Cuento de invierno
Como en todas las buenas películas de los Coen (no son tantas), en Inside Llewyn Davis: Balada de un hombre común hay una tensión, una resistencia por parte de sus protagonistas que luchan para no ser arrastrados por la corriente de miserabilidad y cinismo que los rodea desde el guión. Llewyn Davis, cantante de folk que actúa por monedas y duerme en sillones de amigos, debe pelear menos contra los rigores que le impone Nueva York que contra las notas exageradas de maldad que los directores colocan aquí y allá: no es casual que la película comience con el protagonista siendo golpeado sorpresivamente en un callejón por un desconocido; la escena, que sigue inmediatamente a un número impecable de Davis, es brutal y viene certificar en qué se cifra el estilo de los directores de Fargo: en la crueldad pura y dura con la que castigan a sus criaturas, a veces mediante una violencia explícita, como en el callejón, a veces a través del montaje, como al final de Temple de acero en el que se le depara un destino funesto a una protagonista que en su juventud desbordaba una energía que los directores, probablemente incómodos con tanta vitalidad, tenían que apagar de alguna forma.

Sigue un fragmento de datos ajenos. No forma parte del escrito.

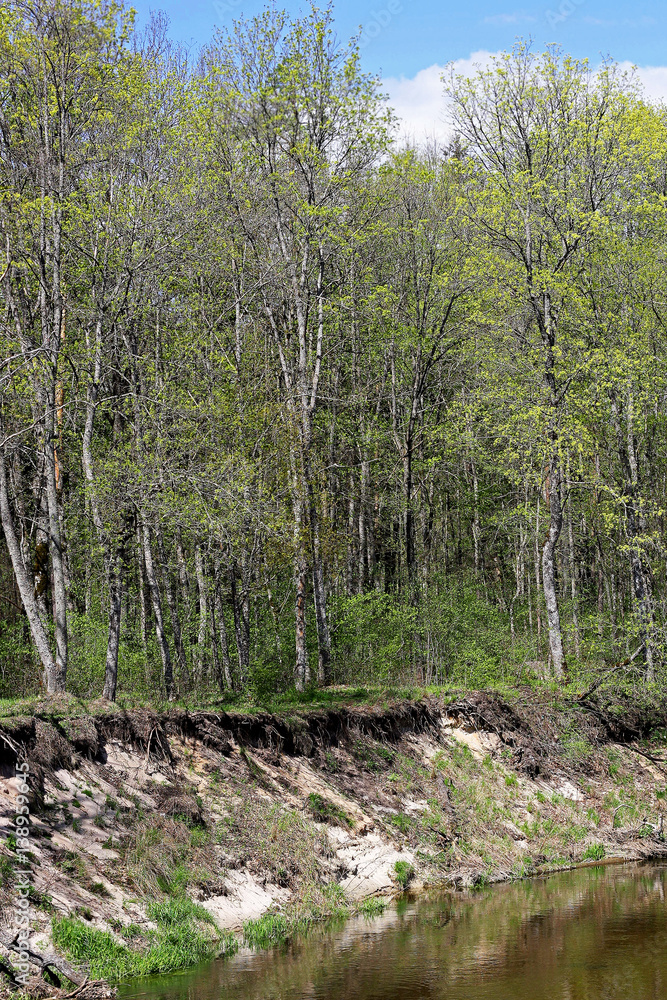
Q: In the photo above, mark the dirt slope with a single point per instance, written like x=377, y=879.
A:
x=249, y=814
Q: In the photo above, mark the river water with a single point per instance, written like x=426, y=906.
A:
x=591, y=934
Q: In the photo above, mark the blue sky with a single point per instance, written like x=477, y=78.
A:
x=409, y=41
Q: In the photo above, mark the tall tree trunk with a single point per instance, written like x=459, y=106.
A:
x=301, y=668
x=181, y=660
x=141, y=587
x=203, y=616
x=154, y=590
x=549, y=568
x=115, y=577
x=56, y=553
x=225, y=680
x=241, y=610
x=635, y=527
x=26, y=589
x=319, y=593
x=553, y=491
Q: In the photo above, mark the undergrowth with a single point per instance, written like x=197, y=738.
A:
x=185, y=934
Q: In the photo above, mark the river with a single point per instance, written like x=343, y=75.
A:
x=591, y=934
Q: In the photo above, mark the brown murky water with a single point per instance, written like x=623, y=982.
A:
x=592, y=934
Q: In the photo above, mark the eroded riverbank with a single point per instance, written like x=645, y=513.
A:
x=595, y=934
x=223, y=819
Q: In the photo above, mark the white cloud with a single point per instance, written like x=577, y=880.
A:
x=419, y=101
x=420, y=104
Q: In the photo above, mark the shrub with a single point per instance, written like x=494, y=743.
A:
x=403, y=872
x=594, y=852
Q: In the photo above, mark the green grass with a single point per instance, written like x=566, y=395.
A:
x=594, y=852
x=178, y=942
x=373, y=907
x=403, y=871
x=325, y=811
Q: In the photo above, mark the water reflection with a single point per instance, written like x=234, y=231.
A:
x=593, y=934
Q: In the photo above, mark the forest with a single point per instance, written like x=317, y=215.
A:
x=289, y=402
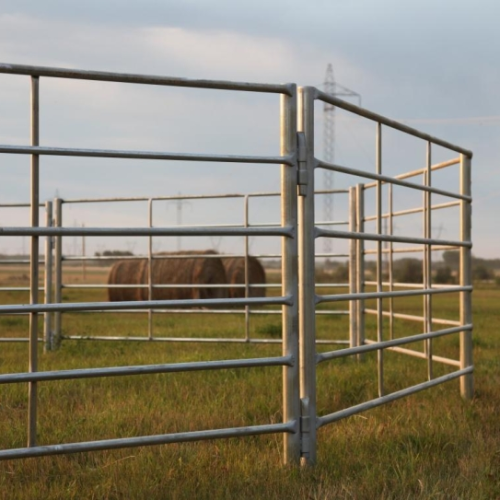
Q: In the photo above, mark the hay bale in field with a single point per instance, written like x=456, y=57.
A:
x=185, y=271
x=235, y=272
x=125, y=272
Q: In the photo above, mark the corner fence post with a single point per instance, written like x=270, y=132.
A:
x=34, y=259
x=307, y=292
x=467, y=381
x=291, y=395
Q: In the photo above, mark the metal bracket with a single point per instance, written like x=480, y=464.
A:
x=302, y=173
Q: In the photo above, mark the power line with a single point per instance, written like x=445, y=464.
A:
x=333, y=88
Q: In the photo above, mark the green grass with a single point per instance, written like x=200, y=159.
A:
x=429, y=445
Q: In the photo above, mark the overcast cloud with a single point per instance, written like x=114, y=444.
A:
x=432, y=64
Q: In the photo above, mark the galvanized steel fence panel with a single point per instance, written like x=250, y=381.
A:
x=298, y=232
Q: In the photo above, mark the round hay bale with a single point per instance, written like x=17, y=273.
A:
x=125, y=272
x=235, y=272
x=185, y=271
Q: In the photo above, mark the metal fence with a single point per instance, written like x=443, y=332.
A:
x=55, y=335
x=299, y=298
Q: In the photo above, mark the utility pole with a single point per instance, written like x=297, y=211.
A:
x=333, y=88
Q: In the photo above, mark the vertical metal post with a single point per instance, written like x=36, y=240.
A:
x=466, y=360
x=247, y=273
x=58, y=259
x=380, y=318
x=390, y=270
x=291, y=394
x=360, y=228
x=353, y=271
x=84, y=262
x=34, y=259
x=428, y=263
x=47, y=288
x=150, y=270
x=307, y=293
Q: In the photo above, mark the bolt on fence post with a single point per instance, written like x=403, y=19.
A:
x=360, y=228
x=47, y=289
x=353, y=271
x=466, y=359
x=34, y=259
x=289, y=278
x=307, y=292
x=58, y=216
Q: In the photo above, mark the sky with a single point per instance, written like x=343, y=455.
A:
x=432, y=65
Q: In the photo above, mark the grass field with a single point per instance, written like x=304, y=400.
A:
x=430, y=445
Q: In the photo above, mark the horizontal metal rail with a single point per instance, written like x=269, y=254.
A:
x=422, y=355
x=335, y=101
x=390, y=180
x=187, y=197
x=18, y=339
x=146, y=231
x=117, y=306
x=217, y=311
x=405, y=285
x=143, y=155
x=167, y=81
x=180, y=437
x=410, y=211
x=434, y=248
x=332, y=233
x=382, y=295
x=177, y=285
x=411, y=317
x=199, y=340
x=421, y=171
x=376, y=346
x=353, y=410
x=78, y=258
x=115, y=371
x=180, y=285
x=18, y=289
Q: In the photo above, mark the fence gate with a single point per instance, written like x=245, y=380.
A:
x=299, y=298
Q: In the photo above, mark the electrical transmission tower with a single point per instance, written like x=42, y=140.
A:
x=335, y=89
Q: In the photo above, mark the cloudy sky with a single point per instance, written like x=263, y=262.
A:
x=433, y=65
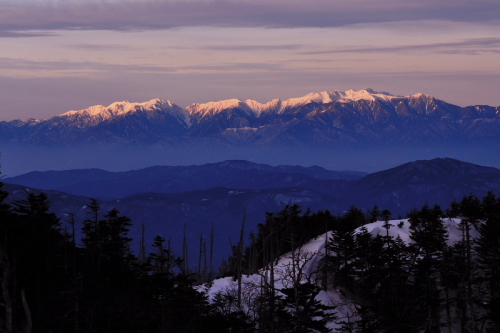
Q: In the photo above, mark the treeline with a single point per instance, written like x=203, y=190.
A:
x=50, y=283
x=425, y=285
x=391, y=285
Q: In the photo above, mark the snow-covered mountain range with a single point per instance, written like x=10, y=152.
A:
x=319, y=119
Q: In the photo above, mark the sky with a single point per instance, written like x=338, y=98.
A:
x=57, y=56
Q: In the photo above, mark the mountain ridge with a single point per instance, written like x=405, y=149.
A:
x=316, y=119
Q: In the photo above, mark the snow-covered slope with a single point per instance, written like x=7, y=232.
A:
x=306, y=261
x=98, y=113
x=325, y=119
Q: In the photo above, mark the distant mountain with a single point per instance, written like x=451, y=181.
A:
x=436, y=181
x=105, y=185
x=317, y=119
x=262, y=189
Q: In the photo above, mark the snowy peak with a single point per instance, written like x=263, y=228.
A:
x=98, y=113
x=119, y=108
x=256, y=109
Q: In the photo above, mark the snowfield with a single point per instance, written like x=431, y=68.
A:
x=302, y=265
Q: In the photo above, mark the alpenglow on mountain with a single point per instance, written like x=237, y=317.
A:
x=329, y=118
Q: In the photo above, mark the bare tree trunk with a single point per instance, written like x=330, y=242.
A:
x=185, y=252
x=29, y=323
x=240, y=257
x=211, y=253
x=9, y=314
x=142, y=246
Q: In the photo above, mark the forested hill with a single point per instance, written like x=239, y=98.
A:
x=446, y=277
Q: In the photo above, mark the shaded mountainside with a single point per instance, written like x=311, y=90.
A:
x=102, y=184
x=411, y=185
x=318, y=119
x=267, y=189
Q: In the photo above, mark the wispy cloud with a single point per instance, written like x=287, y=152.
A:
x=99, y=47
x=27, y=68
x=140, y=15
x=466, y=46
x=21, y=34
x=252, y=47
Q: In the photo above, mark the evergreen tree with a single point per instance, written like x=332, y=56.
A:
x=429, y=241
x=488, y=250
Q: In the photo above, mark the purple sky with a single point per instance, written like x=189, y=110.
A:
x=57, y=56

Acá, los Coen parecen un poco más contenidos que de costumbre: los toques malignos propios de su cine se dosifican y atemperan hasta el punto de que la historia fluye por sí sola y no necesitan llamar la atención con alguna irrupción desmedida. En esos largos tramos de relativa calma narrativa, los directores demuestran un talento notable para la iluminación y el encuadre: la fotografía gris y azulada acompasada por un cielo siempre nublado le brindan el marco perfecto al relato de Davis y sus derivas urbanas en busca de trabajo o simplemente de un lugar para dormir. Los Coen también aprovechan al máximo a Oscar Isaac: sus gestos breves, casi imperceptibles, que transmiten un hondo desencanto y una desesperación apenas asordinada, colman la imagen y le imprimen a la historia una carga emotiva en negativo, que detrás de cada sentimiento ocultado deja adivinar una vida emocional intensa.
Sin embargo, como para no perder la costumbre, Inside Llewyn Davis no escatima en golpes desleales y retratos patéticos. La información arrojada al pasar de un aborto nunca concretado es otro de esos latigazos con los que los directores laceran a sus personajes desde la seguridad y la arbitrariedad del off, y la manera en que se describe a la pareja Gorfein, como si los dos fueran tontos, casi estúpidos pero con la astucia suficiente como para invitar a Davis a comer y de paso exhibirlo ante sus amistades como una rareza del Village (“nuestro amigo cantante de folk”, así lo presentan), demuestra una vez más que la tan mentada misantropía de los Coen la mayoría de las veces es solo una maldad simplona que intenta arrogarse el ánimo corrosivo de la sátira, pero que no deja de ser simple y pura vileza dirigida contra sus protagonistas.
Por otra parte, la aparición del personaje de John Goodman no funciona: como si el guión quisiera apropiarse por un momento del tono de Burton Fink, la narración se enrarece forzadamente y el viaje no tiene nada que ver con el resto de la historia. Pero más allá de los errores y de la crueldad característica de los directores (que por alguna extraña razón todavía les granjea adeptos y elogios), tanto la interpretación extraordinaria de Isaac como los espacios en los que Davis se mueve resultan fascinantes, que desbordan energía y movimiento y ambición como para ser subsumidos por los tics malignos de los Coen. La historia respira la angustia de los personajes y entre ellos se tejen unos inesperados lazos de solidaridad completamente ajenos al universo de los realizadores: desde la rutina aparentemente común de dormir en el sillón de otros hasta la amabilidad de los conductores que llevan sin dudar a los que hacen dedo en la ruta. Esa solidaridad es uno de los pilares del universo que levanta la película: la precariedad total que signa la vida de los personajes, incluso la de aquellos que parecen acompañados por el éxito, es acentuada y señalada por esa economía de favores sobre la cual habrá de desplazarse el protagonista, siempre a punto de caer al vacío de un mundo gris y frío, donde el invierno parece ser la única estación posible.